Сережин отец суетливо провожал их. Лицо у него, было красное и сконфуженное, и движения неловкие. То, что Сережа должен умереть, как-то не вмещалось в его сознание. И мысли его были медленны и тупы.

Перед зеркалом над камином в столовой он остановился, и зачем-то смотрел долго на свое лицо, поправлял сползающей на бок галстук, черный на белой манишке, и приглаживал дрожащими пальцами начинающие седеть усы.

Как-то неловко, точно виноватый, подошел он к столу, где его жена вынимала из теплой воды миндалины, с которых разбухшая сваливалась кожура.
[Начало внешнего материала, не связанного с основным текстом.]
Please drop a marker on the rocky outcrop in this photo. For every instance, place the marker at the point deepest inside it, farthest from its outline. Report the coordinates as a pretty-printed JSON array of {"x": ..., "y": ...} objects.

Засунув руки в карман коротенького домашнего пиджака, он постоял за её спиною, и вдруг, по каким-то едва уловимым признаками — по её непривычной сутуловатости, по легкому, как от заглушаемого усилием воли телесного тайного страдания, вздрагиванию её покрасневшей щеки, по неловкости её всегда проворных прежде пальцев, — он понял, что она все знает.